Marler Jusos werfen der Hülser CDU-Vorsitzenden falsche Argumentation vor

Nach der Stellungnahme der Hülser CDU-Vorsitzenden Astrid Timmermann-Fechter herrscht jetzt auch großes Kopf schütteln bei den Marler Jusos. Gerade die Feststellung Timmermann-Fechters „dass es die SPD Hüls noch gibt“, stößt auf ein breites Gelächter bei den Jungsozialisten.

„Die Hülser SPD ist nach unserer Einschätzung stets nahe an den Problemen und Sorgen der Bürger im Stadtteil, deshalb konnte die Hülser SPD auch, im Gegensatz zur CDU Hüls, alle drei Hülser Direktmandate bei der Kommunalwahl 2004 erringen. Vielleicht sollte die CDU-Ortsverbandsvorsitzende hier mal überlegen, worin das Versagen der CDU Hüls begründet ist, an statt sich mit dem Zustand der Sozialdemokraten zu beschäftigen“, so die scharfe Kritik der Jusos.

Weiter stellen die Jusos fest, dass Frau Timmermann-Fechter anscheinend den Artikel zur Grubenausbauwerkstatt nicht richtig gelesen hat.
„Die Jusos stellen eines, speziell auch noch für die Hülser CDU-Chefin, klar: Die SPD Hüls hat in ihrem Artikel auf keinen Fall kritisiert, dass in der Grubenauswerkstatt Veranstaltungen jeglicher Art stattfinden. Es geht den Sozialdemokraten lediglich um die Beibehaltung des Namens „Grubenausbauwerkstatt“, auch während des Ruhr-Klassik-Festivals. Es ist nicht ersichtlich, warum der Traditionsname in dieser Zeit gegen Menuhin-Forum ausgetauscht werden soll. Die Arena „Auf Schalke“ heißt auch nicht Arena „Uschi Disl“ während der jährlich stattfindenden Biathlon-Veranstaltungen. Es ist recht interessant, wie die CDU Hüls versucht, Fakten zu Ihren Gunsten zu interpretieren“, stellen die Jusos fest.

Die Jungsozialisten weisen zusätzlich darauf hin, dass unter Marketing-Aspekten ein einschlägiger Name einer Veranstaltungshalle vorteilhafter ist als wechselnde Bezeichnungen. Aber gerade dieser Sachverhalt müsste dem „Veranstaltungs- und Marketingbüro Timmermann-Fechter“ ausreichend bekannt sein“, so die Jusos weiter.

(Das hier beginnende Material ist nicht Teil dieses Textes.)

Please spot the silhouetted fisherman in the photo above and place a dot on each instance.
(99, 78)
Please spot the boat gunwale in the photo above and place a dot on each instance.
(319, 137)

„Wir möchten jedoch noch mal eines deutlich herausstellen: Es kann unserer Meinung nach nicht möglich sein, dass Herr Schulte-Kemper als Vorsitzender der Fördergesellschaft Philharmonia Hungarica und Vorsitzender der Marler CDU beide Ämter objektiv trennen kann. Somit ist bei der Anmietung und Nutzung der Grubenauswerkstatt eine eindeutige Präferenz in eine politische Richtung zu erkennen. Um hier mehr Objektivität zu erreichen, wäre es besser, wenn sich Herr Schulte-Kemper von einem dieser beiden Ämter trennen würde“, so die klare Forderung der Marler Jusos.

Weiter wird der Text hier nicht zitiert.